We have a Tivo Edge for Antenna that is hooked up to our main TV in the livingroom. It gets very pixelated reception. Our other 2 TV's in other rooms are hooked to the same antenna but not the Tivo and they get perfect reception. We are less than 10 miles from the cluster of TV towers so reception shouldn't be a problem for us. What can I do to fix this issue?


----------



## Terrestrial (Jan 22, 2016)

First thing to check is signal strength to make sure you are getting a good reception to the Tivo.

Go to Tivo Menu, then Setting, then Channel Settings, then Antenna Signal Strength. If you have a signal strength over 80 ( >90 very good) and a green bar you have good signal strength from your antenna. Check more than one channel using the channel up and down button. Also, how many channels did you get when you ran channel scan. In Minneapolis I get 48 or so OTA channels as example. Since you are so close to the transmission antennas there is a possibly that you signal strength is to strong, I think that would be over 100 signal strength but not sure how that would show.

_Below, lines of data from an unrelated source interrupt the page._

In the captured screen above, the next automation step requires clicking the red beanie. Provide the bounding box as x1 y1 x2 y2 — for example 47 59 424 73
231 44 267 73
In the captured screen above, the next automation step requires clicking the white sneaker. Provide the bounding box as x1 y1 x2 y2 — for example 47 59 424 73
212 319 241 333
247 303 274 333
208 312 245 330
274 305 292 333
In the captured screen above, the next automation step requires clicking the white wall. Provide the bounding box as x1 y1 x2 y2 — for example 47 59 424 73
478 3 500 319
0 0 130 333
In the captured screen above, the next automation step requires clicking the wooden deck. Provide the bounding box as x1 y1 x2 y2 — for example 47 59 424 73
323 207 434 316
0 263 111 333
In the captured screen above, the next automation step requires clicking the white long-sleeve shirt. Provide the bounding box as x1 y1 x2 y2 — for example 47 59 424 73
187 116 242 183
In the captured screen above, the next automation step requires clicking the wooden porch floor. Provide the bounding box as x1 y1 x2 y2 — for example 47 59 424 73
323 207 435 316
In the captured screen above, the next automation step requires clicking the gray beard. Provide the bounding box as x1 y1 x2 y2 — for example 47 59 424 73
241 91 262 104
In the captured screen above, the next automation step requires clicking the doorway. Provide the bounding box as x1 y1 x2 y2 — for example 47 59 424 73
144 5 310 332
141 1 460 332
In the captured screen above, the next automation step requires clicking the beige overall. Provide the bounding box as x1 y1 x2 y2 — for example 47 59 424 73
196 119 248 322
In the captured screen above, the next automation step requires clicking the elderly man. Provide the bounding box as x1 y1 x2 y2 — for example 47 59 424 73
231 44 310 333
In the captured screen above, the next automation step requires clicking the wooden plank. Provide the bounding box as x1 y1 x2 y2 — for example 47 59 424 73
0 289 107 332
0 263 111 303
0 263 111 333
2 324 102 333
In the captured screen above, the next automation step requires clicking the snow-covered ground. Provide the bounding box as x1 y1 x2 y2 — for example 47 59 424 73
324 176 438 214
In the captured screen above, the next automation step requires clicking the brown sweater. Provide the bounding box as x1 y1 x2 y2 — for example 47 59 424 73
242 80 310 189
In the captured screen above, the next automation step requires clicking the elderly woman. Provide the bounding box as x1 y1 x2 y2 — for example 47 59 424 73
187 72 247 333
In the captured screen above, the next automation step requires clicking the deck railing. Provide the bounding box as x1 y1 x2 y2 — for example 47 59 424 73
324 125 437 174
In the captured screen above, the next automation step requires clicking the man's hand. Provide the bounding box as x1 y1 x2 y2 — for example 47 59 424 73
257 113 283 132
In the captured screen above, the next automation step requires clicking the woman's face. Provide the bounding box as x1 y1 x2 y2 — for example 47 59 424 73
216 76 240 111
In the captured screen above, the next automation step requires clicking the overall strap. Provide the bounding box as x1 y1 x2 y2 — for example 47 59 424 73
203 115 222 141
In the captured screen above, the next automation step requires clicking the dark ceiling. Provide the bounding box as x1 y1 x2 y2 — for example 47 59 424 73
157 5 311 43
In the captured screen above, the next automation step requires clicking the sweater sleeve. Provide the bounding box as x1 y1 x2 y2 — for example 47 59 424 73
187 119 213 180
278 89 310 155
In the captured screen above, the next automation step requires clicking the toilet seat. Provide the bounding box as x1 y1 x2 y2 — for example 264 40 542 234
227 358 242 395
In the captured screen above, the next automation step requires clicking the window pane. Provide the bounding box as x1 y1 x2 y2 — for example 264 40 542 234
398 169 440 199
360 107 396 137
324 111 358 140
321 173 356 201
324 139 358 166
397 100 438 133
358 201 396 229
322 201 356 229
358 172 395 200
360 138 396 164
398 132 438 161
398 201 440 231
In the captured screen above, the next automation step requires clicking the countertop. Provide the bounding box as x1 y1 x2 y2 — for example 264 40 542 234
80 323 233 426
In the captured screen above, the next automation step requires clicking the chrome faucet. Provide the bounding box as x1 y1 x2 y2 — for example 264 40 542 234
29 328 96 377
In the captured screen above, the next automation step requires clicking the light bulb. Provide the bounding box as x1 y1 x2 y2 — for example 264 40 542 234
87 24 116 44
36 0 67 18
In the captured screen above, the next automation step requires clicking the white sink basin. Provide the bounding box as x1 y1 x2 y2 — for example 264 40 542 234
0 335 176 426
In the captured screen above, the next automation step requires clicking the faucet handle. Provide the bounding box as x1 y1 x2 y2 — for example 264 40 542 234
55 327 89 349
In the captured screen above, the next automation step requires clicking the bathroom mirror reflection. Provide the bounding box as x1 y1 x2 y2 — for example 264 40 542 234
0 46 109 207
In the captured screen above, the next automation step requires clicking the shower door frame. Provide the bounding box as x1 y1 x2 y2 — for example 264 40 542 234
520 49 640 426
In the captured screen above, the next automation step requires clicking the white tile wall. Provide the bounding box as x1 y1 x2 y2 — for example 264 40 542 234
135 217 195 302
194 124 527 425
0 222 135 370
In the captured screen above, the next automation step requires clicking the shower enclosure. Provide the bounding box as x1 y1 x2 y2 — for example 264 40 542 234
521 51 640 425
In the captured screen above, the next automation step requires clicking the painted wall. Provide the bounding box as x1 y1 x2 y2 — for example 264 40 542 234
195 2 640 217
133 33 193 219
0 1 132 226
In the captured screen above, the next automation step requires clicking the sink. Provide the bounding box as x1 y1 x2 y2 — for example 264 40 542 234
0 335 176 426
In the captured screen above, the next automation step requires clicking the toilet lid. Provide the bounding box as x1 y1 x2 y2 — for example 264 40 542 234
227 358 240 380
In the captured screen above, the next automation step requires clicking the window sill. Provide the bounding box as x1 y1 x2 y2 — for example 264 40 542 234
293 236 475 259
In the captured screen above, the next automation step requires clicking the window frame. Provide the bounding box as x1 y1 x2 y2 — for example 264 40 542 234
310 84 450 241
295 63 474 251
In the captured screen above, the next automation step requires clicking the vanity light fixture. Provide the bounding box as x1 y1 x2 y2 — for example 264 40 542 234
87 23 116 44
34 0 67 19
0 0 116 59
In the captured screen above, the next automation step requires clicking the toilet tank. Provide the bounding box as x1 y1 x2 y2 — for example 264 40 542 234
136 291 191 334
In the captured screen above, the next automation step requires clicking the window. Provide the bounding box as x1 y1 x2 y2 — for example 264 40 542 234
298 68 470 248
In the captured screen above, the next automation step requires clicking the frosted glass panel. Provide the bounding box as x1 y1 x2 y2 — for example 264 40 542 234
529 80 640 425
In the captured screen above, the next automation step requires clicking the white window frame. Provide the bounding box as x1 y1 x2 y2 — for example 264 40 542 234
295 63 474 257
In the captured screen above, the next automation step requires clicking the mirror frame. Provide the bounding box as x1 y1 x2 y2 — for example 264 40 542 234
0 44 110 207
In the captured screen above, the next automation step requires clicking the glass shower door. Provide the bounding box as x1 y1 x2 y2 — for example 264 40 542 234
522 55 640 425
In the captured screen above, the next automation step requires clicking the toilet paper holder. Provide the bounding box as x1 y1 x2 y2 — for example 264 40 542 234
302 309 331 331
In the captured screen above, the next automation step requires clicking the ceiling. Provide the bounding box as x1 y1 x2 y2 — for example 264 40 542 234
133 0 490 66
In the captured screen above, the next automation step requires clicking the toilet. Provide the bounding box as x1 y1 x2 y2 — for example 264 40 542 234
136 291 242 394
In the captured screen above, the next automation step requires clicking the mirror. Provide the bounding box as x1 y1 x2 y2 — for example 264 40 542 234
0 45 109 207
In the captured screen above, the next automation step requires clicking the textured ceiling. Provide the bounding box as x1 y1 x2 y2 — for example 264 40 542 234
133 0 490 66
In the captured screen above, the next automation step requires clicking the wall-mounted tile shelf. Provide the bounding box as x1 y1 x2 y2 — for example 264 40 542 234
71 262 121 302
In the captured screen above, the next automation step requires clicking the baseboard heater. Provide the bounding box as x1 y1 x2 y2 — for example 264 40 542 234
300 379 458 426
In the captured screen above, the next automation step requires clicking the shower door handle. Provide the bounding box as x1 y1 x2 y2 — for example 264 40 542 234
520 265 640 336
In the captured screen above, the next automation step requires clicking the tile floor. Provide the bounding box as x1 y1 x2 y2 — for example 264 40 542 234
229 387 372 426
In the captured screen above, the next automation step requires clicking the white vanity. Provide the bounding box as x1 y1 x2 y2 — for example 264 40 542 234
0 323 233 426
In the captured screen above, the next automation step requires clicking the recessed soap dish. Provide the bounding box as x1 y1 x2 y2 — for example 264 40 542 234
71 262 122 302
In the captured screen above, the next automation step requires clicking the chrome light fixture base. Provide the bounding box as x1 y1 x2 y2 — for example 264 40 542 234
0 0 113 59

If that shows good then you need to look at some settings between the Tivo and your TV, like resolution for HDMI.


----------



## charlesjbiller (7 mo ago)

I would also experiment and see if that TV in the living room is able to be connected directly to the antenna. Are you using RG type cable from the antenna and splitters for all 3 TVs?
Each splitter decreases signal. A 3-way splitter even more.


----------



## Old Roamio 0 (Jul 19, 2020)

I uncheck the stations on the channels list that are pixelated or otherwise don’t work.


----------



## charlesjbiller (7 mo ago)

Old Roamio 0 said:


> I uncheck the stations on the channels list that are pixelated or otherwise don’t work.


Just thought of this. Are those channels 4K broadcasted? Your equipment may not be compatible for 4K?


----------